As gamefish forced shad to the surface and then chased them horizontally just under the surface, the birds keyed in on the commotion and about two dozen of them took turns maneuvering into the windand timing their beak-dipping perfectly so as to snatch 3- to 3½-inch long shad from out of the waves.
Angler Clay Lohse of Abilene landed 105 fish Wednesday. Belton couple Dave and Stephanie Covington fished their way to an 82-fish outing on Thursday, including a pair of hybrid stripers going right at four pounds.
On Friday, Steve Niemeier of Temple and his 12-year- old grandson, Caleb Fowler of Belton, landed another 107 fish. Helpful bird activity led the way to the first fish caught on each of these outings.
Simply finding fish-eating birds is no guarantee for catching fish. Interpreting the birds’ behavior is key.
The most productive scenario is to search for large numbers of gulls and/or terns (3-5 dozen) circling over a small (less than 1 acre) patch of water with some individuals in the flock regularly diving down and making contact with the water. This is a sure sign that abundant quantities of aggressive gamefish are driving shad to the surface.
Sighting fewer birds and/or seeing those birds patrolling larger areas will still lead to fish, but some reliance on sonar to “close the deal” will be necessary.
Resting birds sighted on the water’s surface is a sign that you have arrived too late, however, there may be a resurgence of action in that area later in the day (often in the last two hours before sunset).

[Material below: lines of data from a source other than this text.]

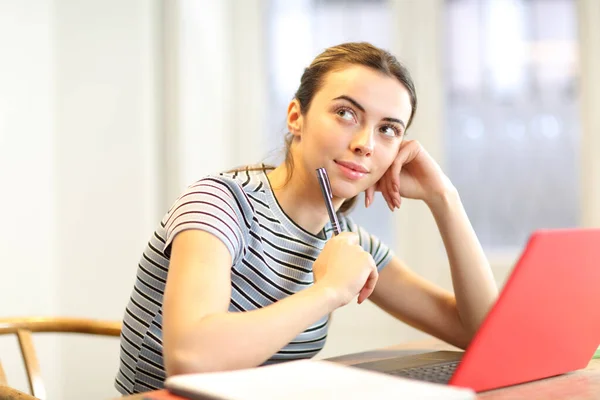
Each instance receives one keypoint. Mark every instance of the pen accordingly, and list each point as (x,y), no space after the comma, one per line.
(328,195)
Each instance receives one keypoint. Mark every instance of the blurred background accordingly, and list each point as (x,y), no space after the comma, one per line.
(109,108)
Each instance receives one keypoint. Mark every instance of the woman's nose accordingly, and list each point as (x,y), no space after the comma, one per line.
(362,142)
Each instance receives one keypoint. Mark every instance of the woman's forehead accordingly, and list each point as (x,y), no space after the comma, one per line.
(373,89)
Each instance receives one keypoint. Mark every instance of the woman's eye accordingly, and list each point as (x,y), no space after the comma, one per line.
(389,131)
(345,114)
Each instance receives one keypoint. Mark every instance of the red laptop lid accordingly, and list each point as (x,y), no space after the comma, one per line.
(547,319)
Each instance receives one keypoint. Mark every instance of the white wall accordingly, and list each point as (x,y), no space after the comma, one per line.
(79,167)
(106,166)
(27,177)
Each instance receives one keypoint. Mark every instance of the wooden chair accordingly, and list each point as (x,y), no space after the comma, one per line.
(24,327)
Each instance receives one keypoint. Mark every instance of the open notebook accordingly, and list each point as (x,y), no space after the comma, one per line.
(307,379)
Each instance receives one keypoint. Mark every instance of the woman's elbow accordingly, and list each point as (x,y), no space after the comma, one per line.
(183,361)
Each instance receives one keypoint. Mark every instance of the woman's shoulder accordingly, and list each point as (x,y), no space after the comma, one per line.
(234,185)
(249,178)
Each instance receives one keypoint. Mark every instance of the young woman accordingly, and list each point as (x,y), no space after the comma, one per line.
(243,270)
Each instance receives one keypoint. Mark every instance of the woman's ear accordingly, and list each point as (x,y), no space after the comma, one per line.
(294,118)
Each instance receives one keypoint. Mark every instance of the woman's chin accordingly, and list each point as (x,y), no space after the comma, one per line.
(345,191)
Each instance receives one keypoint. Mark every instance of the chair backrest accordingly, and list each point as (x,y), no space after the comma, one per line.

The birds may also feed around the same time the following day, especially if the weather is stable from one day to the next.
A quality, waterproof and fogproof spotting scope or pair of binoculars is a tremendous aid in spotting birds. I use a 12-by-50mm spotting scope made by Eyeskey and keep it on the console so it is handy at all times at this time of year.
Remember, for you and me, fishing is for enjoyment; for these birds, catching fish is a matter of life and death. These birds must eat fish regularly or perish, so when they patrol, find and feed, their behaviors are worth sitting up and taking note of. Once you learn to interpret these birds’ behaviors, you too will find them quite reliable and infinitely more efficient than even state-of- the-art sonar equipment.